On 14 July 2004, Houser emailed Jennifer Kolbe, Rockstar Games's director of operations, with a list of the sexual content he planned to include in the game. This included oral sex, sexual intercourse, masturbation, erotic whipping, and dildos, both in-game and during cutscenes. Kolbe responded with concern that the graphic content would result in an AO rating, and the creative team began to research the content limits for video games in the United States. On 16 August, Rockstar Games co-founder Terry Donovan emailed Houser a list of alterations that developers would need to make to ensure that the game fell in line with video game content rating systems in all markets. While certain countries like Spain and Italy had more relaxed guidelines towards nudity and sexuality, the ESRB's strict limits on these situations drastically limited the content that Houser and Rockstar Games could include without receiving an AO rating. Because Houser received this list of alterations so close to the game's intended release date, there was insufficient time to remove any graphic content from the game without compromising the source code. Instead, developers rewrote the code so that the content was still present on the game disc, but controls made this content inaccessible to the player.
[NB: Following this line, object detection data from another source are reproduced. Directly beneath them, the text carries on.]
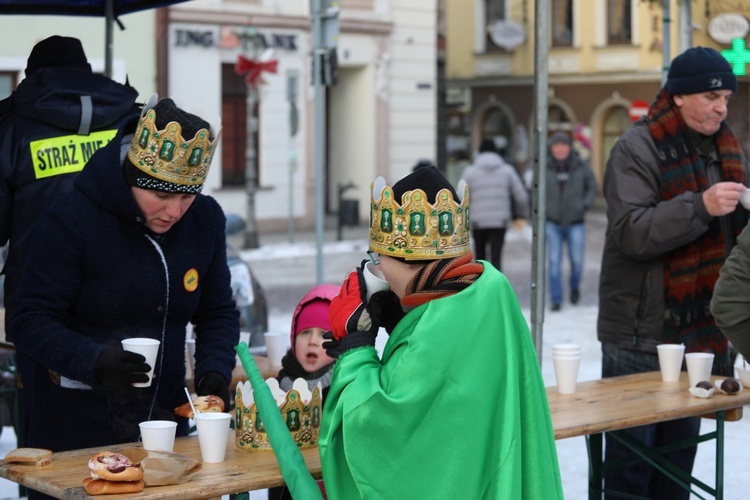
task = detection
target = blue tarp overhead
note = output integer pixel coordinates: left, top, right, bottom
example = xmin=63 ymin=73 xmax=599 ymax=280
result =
xmin=0 ymin=0 xmax=186 ymax=17
xmin=0 ymin=0 xmax=187 ymax=77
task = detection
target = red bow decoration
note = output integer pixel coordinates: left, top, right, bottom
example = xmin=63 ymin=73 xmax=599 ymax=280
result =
xmin=234 ymin=55 xmax=279 ymax=87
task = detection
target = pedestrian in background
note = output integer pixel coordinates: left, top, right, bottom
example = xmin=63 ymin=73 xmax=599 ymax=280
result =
xmin=545 ymin=132 xmax=597 ymax=311
xmin=711 ymin=215 xmax=750 ymax=360
xmin=0 ymin=36 xmax=138 ymax=458
xmin=462 ymin=139 xmax=529 ymax=270
xmin=597 ymin=47 xmax=748 ymax=499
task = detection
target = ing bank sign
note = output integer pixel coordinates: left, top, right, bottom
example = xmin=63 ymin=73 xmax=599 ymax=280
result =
xmin=174 ymin=26 xmax=297 ymax=52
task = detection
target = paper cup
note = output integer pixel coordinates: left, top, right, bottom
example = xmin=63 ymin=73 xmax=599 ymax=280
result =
xmin=185 ymin=339 xmax=195 ymax=370
xmin=552 ymin=344 xmax=581 ymax=356
xmin=656 ymin=344 xmax=685 ymax=382
xmin=362 ymin=262 xmax=391 ymax=302
xmin=138 ymin=420 xmax=177 ymax=451
xmin=685 ymin=352 xmax=714 ymax=387
xmin=195 ymin=413 xmax=232 ymax=463
xmin=552 ymin=356 xmax=581 ymax=394
xmin=122 ymin=337 xmax=160 ymax=387
xmin=264 ymin=332 xmax=288 ymax=368
xmin=740 ymin=189 xmax=750 ymax=210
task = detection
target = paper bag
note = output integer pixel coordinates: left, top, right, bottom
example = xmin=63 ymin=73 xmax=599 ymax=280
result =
xmin=141 ymin=451 xmax=203 ymax=486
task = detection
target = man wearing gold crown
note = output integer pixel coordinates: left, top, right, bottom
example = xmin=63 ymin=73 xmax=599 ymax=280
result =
xmin=320 ymin=167 xmax=562 ymax=500
xmin=11 ymin=99 xmax=239 ymax=468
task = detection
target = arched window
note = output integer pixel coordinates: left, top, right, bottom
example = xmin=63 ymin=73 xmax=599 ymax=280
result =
xmin=484 ymin=107 xmax=513 ymax=159
xmin=601 ymin=106 xmax=633 ymax=173
xmin=547 ymin=103 xmax=575 ymax=135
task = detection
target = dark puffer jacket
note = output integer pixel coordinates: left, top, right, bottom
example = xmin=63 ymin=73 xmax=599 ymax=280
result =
xmin=546 ymin=150 xmax=597 ymax=227
xmin=0 ymin=67 xmax=138 ymax=337
xmin=11 ymin=119 xmax=239 ymax=451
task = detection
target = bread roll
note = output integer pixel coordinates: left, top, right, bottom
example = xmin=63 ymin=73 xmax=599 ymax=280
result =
xmin=89 ymin=451 xmax=143 ymax=481
xmin=174 ymin=395 xmax=224 ymax=418
xmin=83 ymin=477 xmax=145 ymax=495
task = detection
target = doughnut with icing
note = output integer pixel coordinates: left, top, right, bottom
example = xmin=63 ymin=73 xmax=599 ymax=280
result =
xmin=89 ymin=451 xmax=143 ymax=481
xmin=174 ymin=395 xmax=224 ymax=418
Houser emailed San Andreas producer Leslie Benzies on 25 November, after the PlayStation release of the game, to see "how hard we can push the sex stuff" on the impending Windows release. Houser's original plan was to release two versions of the game, one with an M and the other with an AO rating, but the sales department was concerned about the financial impact of releasing an explicit game. Instead, Rockstar Games decided to release the game in its M-rated form, with a later patch including more graphic content for players who desired. On 7 January 2005, Rockstar Games submitted the Windows and Xbox versions of San Andreas to the ESRB. Because the game was identical to the already-reviewed PlayStation 2 version, the company did not need to send the Board a content disc, and it was automatically given an M rating.